Australia’s updated critical infrastructure regime came into effect this week, with amendments to the Security of Critical Infrastructure Act 2018 receiving royal assent, and banks and financial market operators are covered for the first time.
The new law increases the Federal Government’s power to impose obligations on the owners and operators of critical infrastructure assets, a move that has attracted some criticism.
The new law has been introduced in two parts: Security Legislation Amendment (Critical Infrastructure) Bill 2021 was passed last November; and Security Legislation Amendment (Critical Infrastructure Protection) Bill 2022 was passed last month.
The original legislation has been amended to cover additional industry sectors beyond the original electricity, gas, water and ports.
The new sectors include financial services, communications, data storage and processing, defence industry, higher education, energy, health care, space technology, transport, water and sewerage, food and grocery.
Financial services includes banks and other ADIs, financial markets, financial benchmark providers, payments systems, derivatives trading repositories, clearing and settlement facilities, credit facility businesses, insurance and superannuation businesses.

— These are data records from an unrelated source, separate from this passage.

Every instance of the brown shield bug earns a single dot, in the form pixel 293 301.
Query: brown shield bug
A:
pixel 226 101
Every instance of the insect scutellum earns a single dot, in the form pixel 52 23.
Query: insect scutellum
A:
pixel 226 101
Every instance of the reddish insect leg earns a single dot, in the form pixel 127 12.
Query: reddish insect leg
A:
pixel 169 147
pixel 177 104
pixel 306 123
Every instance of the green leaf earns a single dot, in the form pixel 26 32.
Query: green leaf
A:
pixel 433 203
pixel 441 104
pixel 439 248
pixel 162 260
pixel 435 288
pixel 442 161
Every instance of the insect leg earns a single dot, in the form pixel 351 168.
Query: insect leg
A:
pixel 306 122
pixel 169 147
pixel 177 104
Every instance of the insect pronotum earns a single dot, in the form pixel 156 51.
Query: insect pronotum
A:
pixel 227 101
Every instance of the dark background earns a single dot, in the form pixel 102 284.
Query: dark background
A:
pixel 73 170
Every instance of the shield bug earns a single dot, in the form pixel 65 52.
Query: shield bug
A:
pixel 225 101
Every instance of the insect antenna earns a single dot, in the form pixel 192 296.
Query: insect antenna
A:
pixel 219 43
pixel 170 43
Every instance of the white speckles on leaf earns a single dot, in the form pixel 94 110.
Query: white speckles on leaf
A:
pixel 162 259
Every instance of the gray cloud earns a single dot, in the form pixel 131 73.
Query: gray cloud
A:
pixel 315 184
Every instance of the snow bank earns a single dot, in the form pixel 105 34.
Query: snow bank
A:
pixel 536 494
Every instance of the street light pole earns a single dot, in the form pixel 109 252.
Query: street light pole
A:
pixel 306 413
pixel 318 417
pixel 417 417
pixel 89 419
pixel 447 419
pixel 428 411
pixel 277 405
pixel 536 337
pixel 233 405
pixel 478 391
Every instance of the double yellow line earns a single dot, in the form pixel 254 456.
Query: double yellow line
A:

Individual institutions will not know whether they are covered until the Minister for Home Affairs makes rules. Following consultation with industry, the Minister may make rules prescribing particular banks and financial market operators as critical to the sector or establish threshold attributes for determining criticality.
The information memorandum accompanying the legislation says: “A significant disruption to financial market infrastructure assets would have a detrimental impact in terms of public trust, financial stability and market integrity and efficiency.
“A severe compromise of any of Australia’s major banks has the potential for significant and lasting economic and security impacts, given their high volume of retail customers as well as important government and business customers.”
Under the legislation, the government will provide support for critical infrastructure assets in response to significant cyber attacks.
In return, the owners and operators of critical infrastructure have additional security obligations, including developing a risk management program to deal with cyber threats and mandatory cyber incident reporting.
Assets covered by the new law must provide ownership and operational information to the Secretary for Home Affairs for the Register of Critical Infrastructure Assets.
The law also allows the Minister for Home Affairs to require an entity to do or refrain from doing certain things if the Minister is satisfied that there is a risk that the activity or mission would be prejudicial to security.
The Minister has the power to issue a directive to require a reporting entity to take action to mitigate risks that are prejudicial to security.
A “last resort” power would allow the Australian Signals Directorate to take control of critical infrastructure. The law envisages a situation where a company would be ordered to install government software on its network.
The law also gives the government power to monitor compliance.
Some of these powers have been criticised as excessive by the Australian Information Industry Association and the Information Technology Industry Council.